The Verizon iPhone Is Too Late - Dan Lyons - dave1619
http://www.newsweek.com/2011/01/12/the-verizon-iphone-is-too-late.html

======
dave1619
“Android is a global phenomenon,” he says. “The big deal is, Android is free
software, and handsets that can run it are getting super-cheap. So we are
going to see a massive shift from 'dumb phones' to 'smart phones' around the
world this year, and iPhone will not be the big beneficiary of that trend.”
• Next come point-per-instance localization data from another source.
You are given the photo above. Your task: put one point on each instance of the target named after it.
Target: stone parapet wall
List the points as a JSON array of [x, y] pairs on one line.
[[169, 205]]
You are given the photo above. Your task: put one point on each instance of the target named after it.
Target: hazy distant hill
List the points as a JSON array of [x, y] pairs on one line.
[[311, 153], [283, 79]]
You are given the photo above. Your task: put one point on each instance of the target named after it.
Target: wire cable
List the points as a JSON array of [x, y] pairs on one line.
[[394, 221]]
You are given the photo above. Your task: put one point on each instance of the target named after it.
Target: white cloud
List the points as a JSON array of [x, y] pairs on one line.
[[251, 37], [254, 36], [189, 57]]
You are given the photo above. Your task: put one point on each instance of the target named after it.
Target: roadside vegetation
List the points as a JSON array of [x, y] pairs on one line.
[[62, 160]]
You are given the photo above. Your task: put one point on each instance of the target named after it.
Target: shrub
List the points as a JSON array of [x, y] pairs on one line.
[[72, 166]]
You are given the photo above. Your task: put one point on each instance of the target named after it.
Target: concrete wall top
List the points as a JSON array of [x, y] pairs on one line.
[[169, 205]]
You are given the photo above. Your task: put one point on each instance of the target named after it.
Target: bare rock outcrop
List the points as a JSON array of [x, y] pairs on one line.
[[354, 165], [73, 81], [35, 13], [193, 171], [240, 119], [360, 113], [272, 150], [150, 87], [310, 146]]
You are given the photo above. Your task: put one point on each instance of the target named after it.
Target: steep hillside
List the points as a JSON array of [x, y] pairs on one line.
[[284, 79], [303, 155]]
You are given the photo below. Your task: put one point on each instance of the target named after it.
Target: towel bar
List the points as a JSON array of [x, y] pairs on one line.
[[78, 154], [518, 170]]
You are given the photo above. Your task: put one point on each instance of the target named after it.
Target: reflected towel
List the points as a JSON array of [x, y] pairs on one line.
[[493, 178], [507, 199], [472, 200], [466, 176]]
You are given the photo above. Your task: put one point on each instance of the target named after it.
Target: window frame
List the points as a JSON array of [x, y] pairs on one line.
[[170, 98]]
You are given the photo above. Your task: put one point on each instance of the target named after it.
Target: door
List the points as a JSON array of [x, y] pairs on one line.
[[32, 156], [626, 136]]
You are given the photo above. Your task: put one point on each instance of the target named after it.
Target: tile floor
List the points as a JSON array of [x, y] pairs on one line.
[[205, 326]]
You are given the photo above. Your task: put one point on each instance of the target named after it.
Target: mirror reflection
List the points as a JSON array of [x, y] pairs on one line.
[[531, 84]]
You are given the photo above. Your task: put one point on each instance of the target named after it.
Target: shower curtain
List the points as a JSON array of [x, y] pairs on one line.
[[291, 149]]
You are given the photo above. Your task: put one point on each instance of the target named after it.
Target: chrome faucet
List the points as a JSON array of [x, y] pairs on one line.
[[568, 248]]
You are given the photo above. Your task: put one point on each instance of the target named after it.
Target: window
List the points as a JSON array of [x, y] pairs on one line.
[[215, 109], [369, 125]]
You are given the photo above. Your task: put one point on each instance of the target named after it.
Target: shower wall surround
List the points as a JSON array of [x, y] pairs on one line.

Hmmm, not sure how you can argue against that. Unless Apple comes out with a
cheaper version iPhone.

------
dmfdmf
I think there is a huge pent up demand for the iphone on Verizon. People have
been putting off getting a smartphone until it was available on Verizon not
ATT. Moreover, by the end of this year how many people are going to be at the
end of their Android contract and want to jump to the iphone? How many bought
the Android as a stopgap till they could get the iphone on Verizon? Quite a
few I think. Also its not just the technology that is driving this -- there is
a huge "cool" (i.e. social status signal) factor that is associated with the
iphone and more generally with Apple that is easy to underestimated.

------
8ig8
Related, Gruber's rebuttal: <http://news.ycombinator.com/item?id=2102659>